L’œuvre résonne ainsi avec les dynamiques conspirationnistes de notre époque, illustrant le passage de la haine virtuelle à la violence physique via des réseaux d’influence diffus et une propagande savamment orchestrée. La Corde blanche se termine sur une ouverture inquiète. Le complot est exposé, mais ses racines sont profondes. La Corde continue de se tendre, bien au-delà des protagonistes identifiés, suggérant que le mal est viral, systémique, et qu’il suffit d’une étincelle pour que tout s’embrase à nouveau.
Helen Faradji compose un roman noir qui se lit comme un sismographe de notre temps.

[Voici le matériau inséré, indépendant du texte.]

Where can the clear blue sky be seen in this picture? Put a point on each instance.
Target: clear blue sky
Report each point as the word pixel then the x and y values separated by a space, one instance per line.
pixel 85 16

En orchestrant un récit dense qui entrelace avec brio l’identité, le racisme structurel, les violences policières, le communautarisme, la manipulation médiatique, la politique populiste, la criminalité, l’amitié, la justice, la mémoire et l’intégrité, elle magnifie le genre pour en faire un puissant outil d’analyse sociale. La Corde blanche est une fable politique sur la fragilité du pacte social, un appel à la lucidité face aux discours de haine, et une magnifique démonstration que la littérature demeure un lieu de résistance essentiel.